The embodiments described above have been for the structure and use of a flow distributer for cooling a insulating layer and by that means the cooling of power semiconductor components. The invention is not restricted to being used to extract heat from a object, since, as will be clear to those well versed in the art of heat transfer, that the same technology may also be used to add heat to an object.

Although various embodiments of the present invention have been described and shown, the invention is not restricted thereto, but may also be embodied in other ways within the scope of the subject-matter defined in the following claims.

Claims

1-11. (canceled)

12. A flow distributor for distributing a flow of fluid through a cooling body, the flow distributor comprising: wherein the flow distributor is formed within a solid metal layer which is bonded directly to an insulating layer to be cooled, and in that an aluminium layer is attached to the insulating layer on the side away from the metal layer, a number of power semiconductor components being attached to the aluminium layer.

an inlet manifold;

an outlet manifold; and

one or more flow cells, each being arranged to fluidly interconnect the inlet manifold and the outlet manifold, each flow cell comprising a cell inlet in fluid communication with the inlet manifold, a cell outlet in fluid communication with the outlet manifold, and a flow channel for guiding a flow of fluid from the cell inlet to the cell outlet,

13. The flow distributor according to claim 12 wherein the thickness of the insulating layer is 0.38 mm, such as between 0.2 mm and 0.5 mm, such as between 0.1 mm and 1 mm, such as between 0.01 mm and 10 mm.
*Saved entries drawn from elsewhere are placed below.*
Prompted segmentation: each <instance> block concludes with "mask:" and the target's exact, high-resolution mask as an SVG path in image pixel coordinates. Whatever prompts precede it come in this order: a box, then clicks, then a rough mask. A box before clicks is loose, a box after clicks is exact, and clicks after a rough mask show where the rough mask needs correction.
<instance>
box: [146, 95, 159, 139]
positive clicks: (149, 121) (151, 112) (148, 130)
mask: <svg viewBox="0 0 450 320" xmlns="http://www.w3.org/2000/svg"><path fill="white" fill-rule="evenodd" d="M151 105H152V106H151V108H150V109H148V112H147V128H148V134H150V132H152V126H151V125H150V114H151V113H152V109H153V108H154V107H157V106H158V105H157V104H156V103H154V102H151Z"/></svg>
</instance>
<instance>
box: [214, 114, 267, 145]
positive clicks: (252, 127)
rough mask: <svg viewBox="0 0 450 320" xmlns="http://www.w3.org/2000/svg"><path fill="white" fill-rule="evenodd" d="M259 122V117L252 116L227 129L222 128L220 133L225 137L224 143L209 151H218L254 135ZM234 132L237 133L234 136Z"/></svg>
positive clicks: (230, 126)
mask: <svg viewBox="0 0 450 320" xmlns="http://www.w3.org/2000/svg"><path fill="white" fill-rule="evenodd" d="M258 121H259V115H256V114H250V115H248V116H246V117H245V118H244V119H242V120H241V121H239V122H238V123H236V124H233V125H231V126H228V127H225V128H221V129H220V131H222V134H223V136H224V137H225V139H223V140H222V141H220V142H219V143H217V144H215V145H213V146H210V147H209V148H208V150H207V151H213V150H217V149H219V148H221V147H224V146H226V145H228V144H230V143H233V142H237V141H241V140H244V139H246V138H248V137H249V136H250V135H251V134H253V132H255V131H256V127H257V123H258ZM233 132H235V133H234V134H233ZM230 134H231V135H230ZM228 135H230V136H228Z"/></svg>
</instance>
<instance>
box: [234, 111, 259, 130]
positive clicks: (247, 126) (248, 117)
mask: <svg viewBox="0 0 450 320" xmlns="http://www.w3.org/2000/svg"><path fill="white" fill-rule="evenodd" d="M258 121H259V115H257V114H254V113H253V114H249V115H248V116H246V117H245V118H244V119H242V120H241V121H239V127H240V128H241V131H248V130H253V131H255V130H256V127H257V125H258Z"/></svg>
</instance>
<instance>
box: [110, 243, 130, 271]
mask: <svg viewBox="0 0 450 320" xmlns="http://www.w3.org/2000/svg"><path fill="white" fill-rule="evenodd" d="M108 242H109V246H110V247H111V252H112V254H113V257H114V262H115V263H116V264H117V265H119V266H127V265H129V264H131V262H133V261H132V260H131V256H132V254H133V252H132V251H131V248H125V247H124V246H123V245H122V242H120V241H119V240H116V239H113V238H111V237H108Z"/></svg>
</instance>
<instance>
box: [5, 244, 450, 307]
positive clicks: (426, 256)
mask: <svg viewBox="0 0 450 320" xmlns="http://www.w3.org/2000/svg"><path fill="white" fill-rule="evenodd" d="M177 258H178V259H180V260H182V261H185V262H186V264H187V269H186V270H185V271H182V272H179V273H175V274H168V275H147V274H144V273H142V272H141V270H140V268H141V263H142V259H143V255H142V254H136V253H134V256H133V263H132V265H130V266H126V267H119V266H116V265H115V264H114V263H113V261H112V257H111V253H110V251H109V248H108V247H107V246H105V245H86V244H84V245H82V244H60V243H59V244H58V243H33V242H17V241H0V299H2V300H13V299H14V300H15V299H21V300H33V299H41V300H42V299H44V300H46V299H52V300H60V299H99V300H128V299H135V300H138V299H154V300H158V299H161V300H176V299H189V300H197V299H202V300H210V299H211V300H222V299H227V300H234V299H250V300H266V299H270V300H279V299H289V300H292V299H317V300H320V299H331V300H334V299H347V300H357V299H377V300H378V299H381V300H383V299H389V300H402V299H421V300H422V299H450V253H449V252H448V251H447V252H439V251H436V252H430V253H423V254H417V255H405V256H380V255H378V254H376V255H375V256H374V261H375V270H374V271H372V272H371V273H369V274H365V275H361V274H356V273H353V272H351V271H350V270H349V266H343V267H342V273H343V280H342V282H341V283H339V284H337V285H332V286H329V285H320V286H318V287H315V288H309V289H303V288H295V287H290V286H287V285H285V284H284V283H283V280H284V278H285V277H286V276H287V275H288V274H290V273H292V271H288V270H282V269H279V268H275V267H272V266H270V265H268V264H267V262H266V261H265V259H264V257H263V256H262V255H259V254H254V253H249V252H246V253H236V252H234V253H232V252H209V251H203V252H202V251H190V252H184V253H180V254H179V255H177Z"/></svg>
14. The flow distributor according to claim 12 wherein the insulating layer comprises a ceramic.

15. The flow distributor according to claim 12 wherein the inlet manifold, the outlet manifold and the one or more flow cells are formed by die casting.

16. The flow distributor according to claim 12 wherein the metal is aluminium or an aluminium alloy.

17. The flow distributor according to claim 12 wherein the thickness of the flow distributor is at least 0.5 mm.

18. The flow distributor according to claim 12 wherein at least one flow cell is so formed as to cause the fluid to repeatedly change direction when flowing from the cell inlet to the cell outlet.

19. The flow distributor according to claim 12 which is adapted to be connected to another at least substantially identical flow distributor in such a manner that the inlet manifold is connected to another at least substantially identical inlet manifold to form a common fluid inlet, and in such a manner that the outlet manifold is connected to another at least substantially identical outlet manifold to form a common fluid outlet, the flow distributor thereby being adapted to form part of a stack of flow distributors.

20. The flow distributor according to claim 13 wherein the insulating layer comprises a ceramic.